Erwin TACKETT, Appellant, v. Joseph W. WOODHEAD, Agent of the Heirs of George Lonaker, Deceased, et al., Appellees.
    Court of Appeals of Kentucky.
    Oct. 10, 1958.
    H. B. Best, Falmouth, for appellant.
    W. Marvin Davis, Falmouth, for appel-lees.
   PER CURIAM.

This is a motion for an appeal from a judgment entitling appellees to recover from appellant, Erwin Tackett, the sum of $1,025, plus 6% interest from February 14, 1955, together with the costs. This sum represents the loss sustained by appellees when appellant refused to accept a deed to real estate he had bid in at a public sale and it was necessary to resell the property. Appellant declined to close the deal because he contended the title was defective in that a lien of $815 existed against the property in favor of the Department of Welfare to secure old age assistance payments. This lien was not of record at the time appellant bid on the land.

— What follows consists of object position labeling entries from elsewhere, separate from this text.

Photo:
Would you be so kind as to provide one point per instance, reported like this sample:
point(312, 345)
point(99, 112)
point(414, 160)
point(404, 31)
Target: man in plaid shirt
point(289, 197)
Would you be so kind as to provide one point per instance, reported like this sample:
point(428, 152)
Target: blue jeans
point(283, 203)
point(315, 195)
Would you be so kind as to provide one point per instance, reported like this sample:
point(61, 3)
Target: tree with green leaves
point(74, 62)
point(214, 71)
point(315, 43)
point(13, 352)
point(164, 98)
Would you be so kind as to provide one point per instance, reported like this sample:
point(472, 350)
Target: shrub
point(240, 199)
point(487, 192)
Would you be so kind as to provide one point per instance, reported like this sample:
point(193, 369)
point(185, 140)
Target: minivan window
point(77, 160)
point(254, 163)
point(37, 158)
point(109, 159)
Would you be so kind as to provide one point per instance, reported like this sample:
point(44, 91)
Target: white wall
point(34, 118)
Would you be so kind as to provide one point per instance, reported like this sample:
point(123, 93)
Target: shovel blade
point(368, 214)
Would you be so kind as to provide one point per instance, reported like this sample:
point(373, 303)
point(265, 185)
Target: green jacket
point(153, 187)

The testimony of appellee, Joseph W. Woodhead, the administrator of the estate of the decedent-owner of the land and also the attorney in fact for the heirs of the decedent in the sale of the land, and also the person who auctioned off the land, was that he was charged by law as administrator to pay all the debts of the decedent and that he intended to settle the claim of the Department of Welfare out of the proceeds of the sale.

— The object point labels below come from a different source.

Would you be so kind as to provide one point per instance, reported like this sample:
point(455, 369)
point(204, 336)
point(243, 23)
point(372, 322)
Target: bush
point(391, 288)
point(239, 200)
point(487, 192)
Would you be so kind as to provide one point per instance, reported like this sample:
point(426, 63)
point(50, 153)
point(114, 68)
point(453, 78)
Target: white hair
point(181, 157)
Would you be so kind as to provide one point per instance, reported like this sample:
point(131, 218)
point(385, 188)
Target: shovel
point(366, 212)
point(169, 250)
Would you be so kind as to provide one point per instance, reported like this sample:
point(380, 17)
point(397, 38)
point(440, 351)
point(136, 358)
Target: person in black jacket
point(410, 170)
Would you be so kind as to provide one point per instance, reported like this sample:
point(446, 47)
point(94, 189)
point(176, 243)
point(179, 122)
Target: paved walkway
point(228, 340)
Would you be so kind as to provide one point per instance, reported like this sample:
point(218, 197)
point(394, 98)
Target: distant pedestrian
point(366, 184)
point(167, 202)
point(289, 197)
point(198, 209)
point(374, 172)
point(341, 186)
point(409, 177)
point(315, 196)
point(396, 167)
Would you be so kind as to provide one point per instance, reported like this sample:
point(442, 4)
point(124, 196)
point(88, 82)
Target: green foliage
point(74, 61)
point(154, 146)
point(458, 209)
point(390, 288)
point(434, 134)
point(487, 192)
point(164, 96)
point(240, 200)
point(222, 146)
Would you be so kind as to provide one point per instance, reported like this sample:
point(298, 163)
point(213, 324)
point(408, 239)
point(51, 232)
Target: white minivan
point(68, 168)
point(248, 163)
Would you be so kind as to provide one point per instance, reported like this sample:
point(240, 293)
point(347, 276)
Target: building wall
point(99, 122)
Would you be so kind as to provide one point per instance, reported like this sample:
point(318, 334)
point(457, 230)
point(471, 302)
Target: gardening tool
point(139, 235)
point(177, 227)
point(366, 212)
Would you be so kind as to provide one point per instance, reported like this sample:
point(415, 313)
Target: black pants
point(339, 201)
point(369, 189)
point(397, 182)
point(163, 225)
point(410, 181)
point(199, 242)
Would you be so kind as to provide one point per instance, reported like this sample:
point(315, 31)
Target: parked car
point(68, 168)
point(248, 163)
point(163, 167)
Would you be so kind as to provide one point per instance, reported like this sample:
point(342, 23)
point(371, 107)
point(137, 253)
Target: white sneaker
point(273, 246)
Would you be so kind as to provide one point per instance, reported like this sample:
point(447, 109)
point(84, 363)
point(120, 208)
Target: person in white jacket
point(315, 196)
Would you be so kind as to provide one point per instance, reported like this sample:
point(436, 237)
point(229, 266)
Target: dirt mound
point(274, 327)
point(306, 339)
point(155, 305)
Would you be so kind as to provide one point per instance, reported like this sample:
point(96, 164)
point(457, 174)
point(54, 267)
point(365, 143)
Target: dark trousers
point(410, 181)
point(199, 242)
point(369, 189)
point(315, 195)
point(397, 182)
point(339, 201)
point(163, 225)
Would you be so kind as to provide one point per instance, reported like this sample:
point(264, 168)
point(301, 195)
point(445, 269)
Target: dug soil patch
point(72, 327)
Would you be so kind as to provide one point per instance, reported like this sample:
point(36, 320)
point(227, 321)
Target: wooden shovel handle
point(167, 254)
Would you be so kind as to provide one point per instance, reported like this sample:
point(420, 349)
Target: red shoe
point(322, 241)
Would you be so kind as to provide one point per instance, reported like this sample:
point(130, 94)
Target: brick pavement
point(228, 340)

The jury held, under proper instructions, that appellant was legally bound to accept a deed to the land and that his refusal to do so subjected him to the damages claimed by appellees and embraced in their verdict. In this connection the jury found under an instruction which would give appellee, Woodhead, a reasonable time to clear the title to the property, since time was not of the essence of the contract in controversy.

We believe this action was correctly adjudicated in the lower court.

Wherefore, the motion for an appeal is overruled and the judgment is affirmed.